Le mardi de la Pentecôte approche. Je saurai alors mardi matin comment le petit comité de réflexion qui se penche sur l’idée d’un itinéraire saint Willibrord a avancé. Cela fait plus d’un an ; juste au moment de partir vers la conférence des ministres du tourisme à Vienne, que le Curé Doyen d’Echternach, aidé de Georges Calteux et de quelques autres amis m’a présenté l’idée de cet itinéraire dédié à cet évêque venu d’Irlande, qui avait passé quelque temps à évangéliser les Frisons et auquel Irmine de Trèves offre à la toute fin du VIIe siècle un domaine qu’il fera prospérer au cours d’une vie qui se prolonge de manière remarquable jusqu’en 739, à l’âge de 81 ans.

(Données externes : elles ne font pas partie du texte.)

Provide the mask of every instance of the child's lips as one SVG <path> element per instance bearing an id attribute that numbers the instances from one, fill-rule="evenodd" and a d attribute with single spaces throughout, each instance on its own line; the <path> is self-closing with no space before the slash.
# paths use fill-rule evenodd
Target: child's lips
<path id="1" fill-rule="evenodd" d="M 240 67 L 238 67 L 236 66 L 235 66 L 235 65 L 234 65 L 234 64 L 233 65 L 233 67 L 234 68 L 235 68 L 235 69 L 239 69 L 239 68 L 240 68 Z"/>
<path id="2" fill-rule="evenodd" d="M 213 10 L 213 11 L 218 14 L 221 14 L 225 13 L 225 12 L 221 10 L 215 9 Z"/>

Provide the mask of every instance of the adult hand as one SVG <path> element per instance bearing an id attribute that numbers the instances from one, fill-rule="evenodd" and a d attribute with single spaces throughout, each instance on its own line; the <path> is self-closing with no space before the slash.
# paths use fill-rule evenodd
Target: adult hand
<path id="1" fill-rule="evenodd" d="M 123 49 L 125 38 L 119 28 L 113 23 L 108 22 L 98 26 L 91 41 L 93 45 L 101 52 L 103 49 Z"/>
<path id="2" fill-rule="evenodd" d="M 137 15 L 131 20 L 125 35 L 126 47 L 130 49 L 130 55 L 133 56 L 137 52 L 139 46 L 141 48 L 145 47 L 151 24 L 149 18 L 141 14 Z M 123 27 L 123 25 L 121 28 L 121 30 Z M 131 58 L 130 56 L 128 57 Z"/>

Ainsi, sur un site marqué par les Romains, se met en place un complexe abbatial qui marque, par la personnalité de son fondateur, un point focal dans un grand cercle qui comprend la Belgique actuelle, une partie des Pays-Bas et de l’Allemagne, sans compter les prolongations de l’espace rhénan.
Un scriptorium naîtra, dont les plus belles œuvres sont présentées dans le musée de l’Abbaye sous le nom de Codex Aureus.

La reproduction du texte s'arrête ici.